Afghan President Hamid Karzai travelled to Pakistan to meet his
counterpart, Pervez Mussharaf, and Ms. Bhutto this week, ahead of the
scheduled Pakistan election.
At the time, all three leaders had survived multiple assassination
attempts, hatched by extremists who have found havens in a no man's land
between the countries.
Ms. Bhutto was killed hours after meeting Mr. Karzai, who eulogized her
as a woman whose views against terrorism were "so strong that no doubt
those who are against peace and stability in this part of the world were
afraid of her."
Other Afghans were less generous in their assessments. "I feel happy,"
said Nasrollah Khan, a 40-year-old teacher from Kandahar. "She was not a
religious woman."
He pointed out that Ms. Bhutto had a role in encouraging the Taliban
movement while leading the Pakistani government in the early 1990s.
"This fighting in Afghanistan, this was the work of Benazir Bhutto,
another prime minister, and the ISI," Mr.

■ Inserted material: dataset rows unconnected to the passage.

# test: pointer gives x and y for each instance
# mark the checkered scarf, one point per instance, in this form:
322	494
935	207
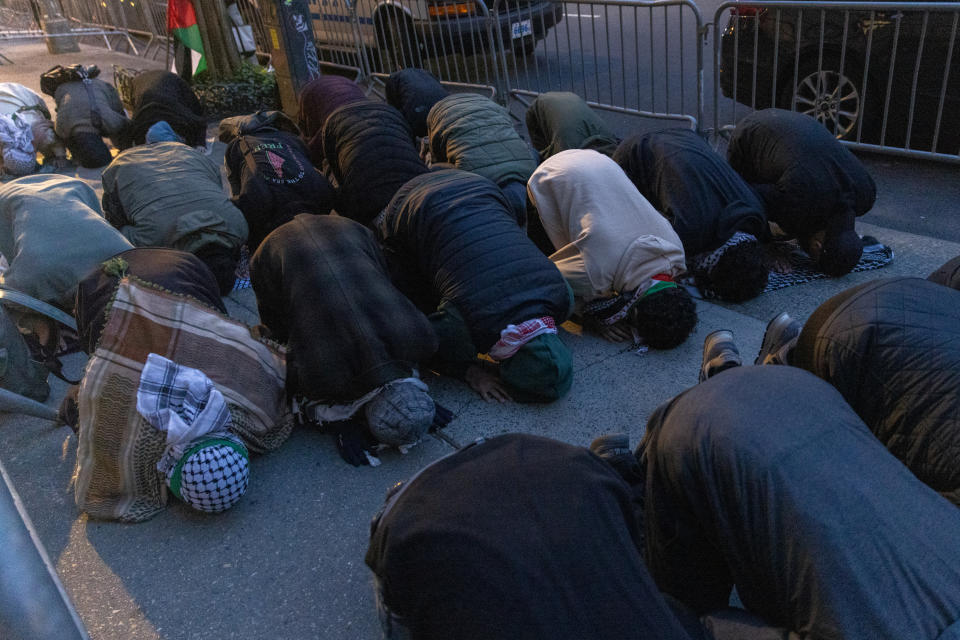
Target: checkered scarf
517	335
705	262
609	311
205	465
212	475
182	402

Khan said. "So when I heard
the news I said, 'Oh good:' They wanted to make fire in Afghanistan, now
the fire has reached Pakistan."
Asked who could put out the fire, he said he doubted that anyone in the
region could.
He suggested that "the world" would have to intervene. A United States
and NATO led coalition has already committed 40,000 troops to
Afghanistan.
Other Kandaharis suggested that in crisis there is opportunity. Sabir
Ali, 29, said that Pakistan is now going to have to focus all its
energies inward and become so preoccupied with internal politics it
won't have time to meddle in Afghanistan's affairs.
"Pakistan will face fighting in their political groups, so they will
forget Afghanistan," Mr. Ali said. "They will stop giving money to
Taliban. This is a good chance for Afghanistan."